Тут пристав — прежде довольно веселый парень — вдруг становится пугающе серьезным. Он предупреждает нас, положив руку на кобуру, что, если он увидит хоть какую-нибудь эмоцию на наших лицах, пока зачитывается вердикт, он немедленно выставит нас из здания суда. Он говорит, что в делах об особо тяжких преступлениях решение дается коллегии присяжных чрезвычайно трудно, и горестные вопли, исходящие от любой из сторон, сделают их бремя только тяжелее.

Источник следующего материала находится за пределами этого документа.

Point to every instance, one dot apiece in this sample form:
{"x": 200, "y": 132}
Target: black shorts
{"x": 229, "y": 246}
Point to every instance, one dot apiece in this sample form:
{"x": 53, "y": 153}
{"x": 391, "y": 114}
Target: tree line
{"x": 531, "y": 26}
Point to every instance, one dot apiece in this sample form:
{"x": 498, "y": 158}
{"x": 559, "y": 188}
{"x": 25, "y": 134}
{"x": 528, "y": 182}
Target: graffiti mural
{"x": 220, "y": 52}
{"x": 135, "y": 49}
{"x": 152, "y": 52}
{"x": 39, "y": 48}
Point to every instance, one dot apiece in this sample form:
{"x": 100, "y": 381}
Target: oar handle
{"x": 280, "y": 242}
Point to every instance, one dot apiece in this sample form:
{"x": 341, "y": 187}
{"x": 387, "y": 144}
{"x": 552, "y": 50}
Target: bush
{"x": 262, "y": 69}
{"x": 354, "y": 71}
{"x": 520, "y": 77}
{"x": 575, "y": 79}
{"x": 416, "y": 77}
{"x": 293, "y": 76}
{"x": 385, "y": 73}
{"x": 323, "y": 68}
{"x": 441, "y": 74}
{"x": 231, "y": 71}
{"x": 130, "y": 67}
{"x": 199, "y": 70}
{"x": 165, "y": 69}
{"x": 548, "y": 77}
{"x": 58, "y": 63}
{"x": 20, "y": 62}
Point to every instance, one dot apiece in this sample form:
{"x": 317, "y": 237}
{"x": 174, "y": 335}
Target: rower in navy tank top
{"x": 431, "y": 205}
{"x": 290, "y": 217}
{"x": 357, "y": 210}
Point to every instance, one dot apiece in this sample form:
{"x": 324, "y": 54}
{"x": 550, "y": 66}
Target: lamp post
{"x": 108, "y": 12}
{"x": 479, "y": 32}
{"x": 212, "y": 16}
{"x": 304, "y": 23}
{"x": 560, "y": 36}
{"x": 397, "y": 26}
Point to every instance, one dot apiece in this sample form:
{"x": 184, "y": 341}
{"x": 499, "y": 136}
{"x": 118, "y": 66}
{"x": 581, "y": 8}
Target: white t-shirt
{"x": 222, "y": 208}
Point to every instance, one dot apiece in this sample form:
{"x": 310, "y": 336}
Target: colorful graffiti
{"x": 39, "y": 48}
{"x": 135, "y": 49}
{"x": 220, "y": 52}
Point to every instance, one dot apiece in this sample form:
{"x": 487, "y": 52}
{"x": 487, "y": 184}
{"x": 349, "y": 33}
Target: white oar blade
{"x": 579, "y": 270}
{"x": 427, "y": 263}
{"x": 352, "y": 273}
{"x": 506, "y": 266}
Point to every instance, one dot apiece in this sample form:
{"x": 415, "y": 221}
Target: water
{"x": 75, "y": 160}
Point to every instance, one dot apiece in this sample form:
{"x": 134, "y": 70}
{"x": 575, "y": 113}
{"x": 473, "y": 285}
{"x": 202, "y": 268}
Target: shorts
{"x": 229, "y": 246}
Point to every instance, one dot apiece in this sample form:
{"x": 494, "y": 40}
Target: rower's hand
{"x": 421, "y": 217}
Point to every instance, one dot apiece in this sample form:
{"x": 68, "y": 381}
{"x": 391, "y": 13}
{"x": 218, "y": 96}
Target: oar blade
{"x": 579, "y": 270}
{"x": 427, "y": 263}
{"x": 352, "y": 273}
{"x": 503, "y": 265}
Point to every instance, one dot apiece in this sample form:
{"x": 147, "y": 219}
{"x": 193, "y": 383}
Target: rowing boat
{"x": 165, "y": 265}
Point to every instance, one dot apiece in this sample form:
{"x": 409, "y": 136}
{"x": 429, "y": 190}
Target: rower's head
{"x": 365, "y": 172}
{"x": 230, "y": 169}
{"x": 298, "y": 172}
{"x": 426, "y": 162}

Когда все расселись, встает старшина присяжных заседателей. Не мешкая, он говорит, что они пришли к решению. Он объявляет суду, что они признали подсудимого, Гэри Эрла Лейтермана, виновным в тяжком убийстве первой степени.
Председательствующий судья благодарит их, и они один за другим покидают зал. Совещание длилось четыре с половиной часа, включая перерыв на обед.
Как только за ними закрывается дверь, моя семья разражается бурей эмоций такой силы, какой я от них совсем не ожидала. Один взгляд на моего деда разбивает в пух и прах все мои представления о его психике. Это не лицо сухого, сдержанного старика. Это лицо отца, искаженное животными рыданиями. По очереди мы обнимаем его хрупкую девяностооднолетнюю фигуру, оседающую под этими волнами. Это волны не облегчения, а боли, застарелой боли. Он, наверное, и сам не знал, что хранил ее в себе. Затем я слышу, как впервые за двадцать лет, прошедшие после смерти моей бабушки, он произносит ее имя.
Я стараюсь не смотреть на семью Лейтермана. Я знаю, что они безутешны. «Справедливость», может, и свершилась, но сейчас зал суда — это просто комната, полная искалеченных людей, каждого и каждую из которых снедает собственная скорбь — и тяжелое облако скорбей повисает в воздухе.